# I found a guy who re-cells PB/iPod batteries (toronto)



## Ravindra Mohabeer (Oct 14, 2003)

*I found a guy who re-cells PB/iPod batteries*

Hi,

I was on my way home and saw a sign for a battery refiller. I went in and the nice man who was in the little tiny shop told me that he can re-cell my three year old PB battery for $65 next day. That's by far the best price I've ever seen AND he even had a powerbook battery on hand that he had just re-celled to prove it. It was cleanly done and looked original (far cry from my last 'professional' battery re-celling experience with a Newton).

His sign says iPods, Laptops and just about any other electronic device that could use a burst of new energy. Once I save up the coin, I'm getting it done.

Until then I can only vouche for what seemed to be a good deal, professional company, and quick turn around...it's always nice to support a mom & pop.

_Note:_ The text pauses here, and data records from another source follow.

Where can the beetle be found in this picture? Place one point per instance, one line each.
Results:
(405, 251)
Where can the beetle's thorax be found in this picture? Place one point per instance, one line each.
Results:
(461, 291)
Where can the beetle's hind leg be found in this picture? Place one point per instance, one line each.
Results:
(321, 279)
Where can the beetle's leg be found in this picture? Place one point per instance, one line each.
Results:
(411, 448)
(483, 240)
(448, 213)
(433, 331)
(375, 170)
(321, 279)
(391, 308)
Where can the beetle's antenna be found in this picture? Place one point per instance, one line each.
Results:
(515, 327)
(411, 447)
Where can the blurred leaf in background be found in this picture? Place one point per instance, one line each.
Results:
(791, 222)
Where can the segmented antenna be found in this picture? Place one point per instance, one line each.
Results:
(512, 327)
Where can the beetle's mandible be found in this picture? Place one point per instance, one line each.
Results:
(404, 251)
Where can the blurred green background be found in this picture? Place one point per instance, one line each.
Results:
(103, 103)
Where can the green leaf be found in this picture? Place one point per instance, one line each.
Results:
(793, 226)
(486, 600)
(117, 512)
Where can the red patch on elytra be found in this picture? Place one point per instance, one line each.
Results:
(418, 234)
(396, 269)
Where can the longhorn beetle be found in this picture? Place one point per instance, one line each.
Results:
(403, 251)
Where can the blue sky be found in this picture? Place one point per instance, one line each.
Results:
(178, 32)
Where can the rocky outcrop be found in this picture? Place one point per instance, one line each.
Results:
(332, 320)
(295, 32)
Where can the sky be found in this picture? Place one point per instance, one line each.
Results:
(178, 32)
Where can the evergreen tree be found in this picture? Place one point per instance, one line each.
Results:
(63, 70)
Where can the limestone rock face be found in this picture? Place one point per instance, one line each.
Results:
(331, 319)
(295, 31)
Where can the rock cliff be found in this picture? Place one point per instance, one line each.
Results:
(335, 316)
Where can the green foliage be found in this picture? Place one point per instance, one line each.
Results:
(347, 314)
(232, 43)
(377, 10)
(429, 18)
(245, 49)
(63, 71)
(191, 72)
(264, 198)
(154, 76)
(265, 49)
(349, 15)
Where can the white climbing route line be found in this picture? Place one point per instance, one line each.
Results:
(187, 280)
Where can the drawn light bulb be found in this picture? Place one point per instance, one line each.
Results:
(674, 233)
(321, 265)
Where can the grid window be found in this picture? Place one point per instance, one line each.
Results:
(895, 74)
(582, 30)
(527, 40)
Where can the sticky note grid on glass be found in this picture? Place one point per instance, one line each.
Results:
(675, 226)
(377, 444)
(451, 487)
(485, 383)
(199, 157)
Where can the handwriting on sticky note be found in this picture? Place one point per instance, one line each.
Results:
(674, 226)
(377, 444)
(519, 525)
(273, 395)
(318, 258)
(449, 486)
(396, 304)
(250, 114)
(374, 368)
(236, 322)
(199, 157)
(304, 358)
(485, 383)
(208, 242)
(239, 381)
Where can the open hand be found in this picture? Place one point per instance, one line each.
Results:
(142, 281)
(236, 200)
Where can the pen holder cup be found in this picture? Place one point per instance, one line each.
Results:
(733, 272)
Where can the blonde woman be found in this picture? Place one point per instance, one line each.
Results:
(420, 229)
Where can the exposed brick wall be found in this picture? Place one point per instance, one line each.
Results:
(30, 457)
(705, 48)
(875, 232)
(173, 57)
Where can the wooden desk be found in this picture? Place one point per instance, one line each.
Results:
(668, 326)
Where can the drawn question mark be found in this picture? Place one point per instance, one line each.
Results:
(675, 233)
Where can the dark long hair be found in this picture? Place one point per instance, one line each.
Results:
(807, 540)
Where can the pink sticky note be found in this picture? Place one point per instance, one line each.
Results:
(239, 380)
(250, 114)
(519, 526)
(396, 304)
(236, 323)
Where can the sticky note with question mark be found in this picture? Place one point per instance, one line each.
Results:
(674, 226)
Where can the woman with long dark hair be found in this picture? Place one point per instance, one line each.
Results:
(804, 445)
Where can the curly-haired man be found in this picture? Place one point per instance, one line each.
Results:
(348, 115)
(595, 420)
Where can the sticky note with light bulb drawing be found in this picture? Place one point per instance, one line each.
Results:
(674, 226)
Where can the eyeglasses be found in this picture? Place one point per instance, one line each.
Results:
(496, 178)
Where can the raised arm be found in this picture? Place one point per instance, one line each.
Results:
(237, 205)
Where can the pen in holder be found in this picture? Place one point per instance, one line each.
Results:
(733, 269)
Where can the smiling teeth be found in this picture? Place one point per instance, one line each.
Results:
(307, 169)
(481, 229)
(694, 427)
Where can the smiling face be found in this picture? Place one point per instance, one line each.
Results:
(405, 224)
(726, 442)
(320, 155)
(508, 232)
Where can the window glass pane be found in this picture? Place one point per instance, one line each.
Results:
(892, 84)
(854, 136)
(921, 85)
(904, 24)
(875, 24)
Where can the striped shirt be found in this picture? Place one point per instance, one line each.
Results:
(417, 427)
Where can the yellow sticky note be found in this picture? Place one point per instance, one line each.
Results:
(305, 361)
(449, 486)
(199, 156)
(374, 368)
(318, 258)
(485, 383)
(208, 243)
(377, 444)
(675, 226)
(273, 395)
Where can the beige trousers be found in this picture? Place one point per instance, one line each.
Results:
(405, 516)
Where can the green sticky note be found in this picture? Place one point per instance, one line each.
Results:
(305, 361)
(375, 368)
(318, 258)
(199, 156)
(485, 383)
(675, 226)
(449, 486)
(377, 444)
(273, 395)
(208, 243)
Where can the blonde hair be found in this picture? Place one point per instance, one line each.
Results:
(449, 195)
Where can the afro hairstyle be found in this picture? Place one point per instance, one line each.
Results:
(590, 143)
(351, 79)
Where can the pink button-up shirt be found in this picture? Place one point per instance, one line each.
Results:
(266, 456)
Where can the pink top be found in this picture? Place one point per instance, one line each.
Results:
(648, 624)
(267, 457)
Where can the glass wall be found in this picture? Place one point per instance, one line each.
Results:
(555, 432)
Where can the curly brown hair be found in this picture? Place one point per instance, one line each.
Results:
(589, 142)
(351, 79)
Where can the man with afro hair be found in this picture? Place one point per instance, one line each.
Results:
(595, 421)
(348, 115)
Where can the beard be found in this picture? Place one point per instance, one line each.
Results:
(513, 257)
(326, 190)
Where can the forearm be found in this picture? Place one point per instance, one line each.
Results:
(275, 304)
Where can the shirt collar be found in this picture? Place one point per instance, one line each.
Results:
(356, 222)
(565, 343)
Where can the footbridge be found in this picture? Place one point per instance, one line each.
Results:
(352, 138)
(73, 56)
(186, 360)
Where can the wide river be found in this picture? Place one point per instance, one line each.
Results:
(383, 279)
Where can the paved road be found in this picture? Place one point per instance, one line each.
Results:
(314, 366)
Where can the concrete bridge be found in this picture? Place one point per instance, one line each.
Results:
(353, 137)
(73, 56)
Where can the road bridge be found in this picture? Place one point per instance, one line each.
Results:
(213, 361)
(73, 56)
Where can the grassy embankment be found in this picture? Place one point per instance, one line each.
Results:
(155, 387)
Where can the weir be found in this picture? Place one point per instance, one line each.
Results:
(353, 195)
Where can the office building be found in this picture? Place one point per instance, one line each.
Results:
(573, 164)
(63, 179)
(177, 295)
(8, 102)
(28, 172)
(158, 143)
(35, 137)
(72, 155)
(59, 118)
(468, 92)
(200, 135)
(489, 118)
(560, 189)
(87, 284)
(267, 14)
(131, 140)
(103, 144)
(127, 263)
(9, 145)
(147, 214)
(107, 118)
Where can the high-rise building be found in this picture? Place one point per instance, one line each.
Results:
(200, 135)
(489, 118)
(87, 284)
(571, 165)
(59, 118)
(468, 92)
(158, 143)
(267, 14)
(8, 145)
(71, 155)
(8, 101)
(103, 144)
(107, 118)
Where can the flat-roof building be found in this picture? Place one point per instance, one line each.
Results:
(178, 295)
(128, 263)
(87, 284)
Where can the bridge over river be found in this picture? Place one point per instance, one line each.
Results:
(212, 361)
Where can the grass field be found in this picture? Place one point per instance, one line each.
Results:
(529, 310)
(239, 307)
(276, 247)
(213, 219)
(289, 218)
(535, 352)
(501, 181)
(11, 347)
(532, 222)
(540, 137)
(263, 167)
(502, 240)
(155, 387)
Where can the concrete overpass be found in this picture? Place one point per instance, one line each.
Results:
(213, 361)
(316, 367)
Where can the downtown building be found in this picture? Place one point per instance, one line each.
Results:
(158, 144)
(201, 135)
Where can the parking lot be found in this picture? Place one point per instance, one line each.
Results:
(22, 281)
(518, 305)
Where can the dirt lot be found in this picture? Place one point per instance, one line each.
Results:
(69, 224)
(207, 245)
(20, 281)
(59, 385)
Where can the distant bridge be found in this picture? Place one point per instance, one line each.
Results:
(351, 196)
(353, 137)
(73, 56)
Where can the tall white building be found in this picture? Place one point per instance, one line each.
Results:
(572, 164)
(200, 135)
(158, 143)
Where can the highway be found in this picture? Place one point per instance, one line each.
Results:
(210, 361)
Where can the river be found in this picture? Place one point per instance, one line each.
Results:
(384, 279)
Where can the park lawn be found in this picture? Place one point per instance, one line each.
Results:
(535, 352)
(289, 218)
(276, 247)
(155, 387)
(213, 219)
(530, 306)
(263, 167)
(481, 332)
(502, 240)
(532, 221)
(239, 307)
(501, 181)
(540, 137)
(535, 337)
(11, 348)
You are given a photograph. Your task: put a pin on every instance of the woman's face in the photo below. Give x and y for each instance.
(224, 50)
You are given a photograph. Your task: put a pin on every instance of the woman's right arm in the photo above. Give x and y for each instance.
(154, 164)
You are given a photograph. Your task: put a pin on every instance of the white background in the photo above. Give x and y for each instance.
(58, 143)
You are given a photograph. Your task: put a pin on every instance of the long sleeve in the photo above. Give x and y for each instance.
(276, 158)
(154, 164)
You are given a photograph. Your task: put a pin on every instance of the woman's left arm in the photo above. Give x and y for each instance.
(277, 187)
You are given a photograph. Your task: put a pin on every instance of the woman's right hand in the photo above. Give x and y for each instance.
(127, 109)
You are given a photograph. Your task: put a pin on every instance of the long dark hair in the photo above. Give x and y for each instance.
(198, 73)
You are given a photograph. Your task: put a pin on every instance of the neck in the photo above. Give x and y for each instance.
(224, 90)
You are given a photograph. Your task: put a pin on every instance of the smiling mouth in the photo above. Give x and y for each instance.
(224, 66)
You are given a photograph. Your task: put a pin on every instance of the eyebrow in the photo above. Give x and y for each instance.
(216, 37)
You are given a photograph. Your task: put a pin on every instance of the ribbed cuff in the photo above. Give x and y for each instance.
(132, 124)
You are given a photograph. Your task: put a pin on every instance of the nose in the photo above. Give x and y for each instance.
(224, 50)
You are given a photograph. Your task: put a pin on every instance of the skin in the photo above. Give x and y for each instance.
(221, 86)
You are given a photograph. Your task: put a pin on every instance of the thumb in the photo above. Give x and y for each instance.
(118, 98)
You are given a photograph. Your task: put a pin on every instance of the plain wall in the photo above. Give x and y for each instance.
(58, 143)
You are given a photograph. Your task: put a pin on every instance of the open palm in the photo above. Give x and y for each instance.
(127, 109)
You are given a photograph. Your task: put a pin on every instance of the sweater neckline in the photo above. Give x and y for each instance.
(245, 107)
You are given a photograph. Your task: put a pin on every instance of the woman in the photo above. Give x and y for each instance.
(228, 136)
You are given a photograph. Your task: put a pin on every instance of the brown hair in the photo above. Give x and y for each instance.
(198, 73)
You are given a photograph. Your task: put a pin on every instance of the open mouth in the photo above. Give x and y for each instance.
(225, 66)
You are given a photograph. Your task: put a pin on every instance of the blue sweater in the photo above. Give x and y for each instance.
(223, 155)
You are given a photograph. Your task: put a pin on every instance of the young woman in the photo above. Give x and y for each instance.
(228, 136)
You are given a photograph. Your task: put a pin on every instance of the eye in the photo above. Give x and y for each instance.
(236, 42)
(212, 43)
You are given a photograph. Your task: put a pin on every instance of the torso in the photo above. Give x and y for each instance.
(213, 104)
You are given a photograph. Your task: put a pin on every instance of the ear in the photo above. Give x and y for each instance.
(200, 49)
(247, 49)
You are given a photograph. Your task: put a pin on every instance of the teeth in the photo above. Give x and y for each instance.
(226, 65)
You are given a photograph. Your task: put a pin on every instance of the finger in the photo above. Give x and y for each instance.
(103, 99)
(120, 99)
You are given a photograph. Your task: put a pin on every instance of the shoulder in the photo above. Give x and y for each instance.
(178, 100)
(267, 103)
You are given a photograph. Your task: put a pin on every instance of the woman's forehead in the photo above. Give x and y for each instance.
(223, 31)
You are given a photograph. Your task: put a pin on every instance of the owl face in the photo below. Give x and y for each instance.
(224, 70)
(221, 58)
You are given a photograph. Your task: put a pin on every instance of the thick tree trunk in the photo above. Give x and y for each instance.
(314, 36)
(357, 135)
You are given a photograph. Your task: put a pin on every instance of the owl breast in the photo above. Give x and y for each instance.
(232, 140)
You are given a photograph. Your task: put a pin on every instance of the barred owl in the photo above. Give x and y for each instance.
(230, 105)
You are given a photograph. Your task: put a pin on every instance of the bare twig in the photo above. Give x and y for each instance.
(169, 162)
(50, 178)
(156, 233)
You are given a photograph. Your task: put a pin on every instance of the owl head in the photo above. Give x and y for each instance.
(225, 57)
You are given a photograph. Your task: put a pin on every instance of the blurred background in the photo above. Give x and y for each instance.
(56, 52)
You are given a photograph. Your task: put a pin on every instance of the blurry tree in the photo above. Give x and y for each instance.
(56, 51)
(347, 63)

Here's his web address: http://www.refillbattery.com/. 

If you do this before I get the money together to do it myself, let me know how it goes. 

Ravi


----------



## MacDoc (Nov 3, 2001)

My only concern with the later PowerBook batteries is they are intelligent and will spot imbalances between the cells and then drop to no charge ( that's usually what's wrong - only one cell is weak ).
Without rebalancing it's a guess as to how well the new battery will work.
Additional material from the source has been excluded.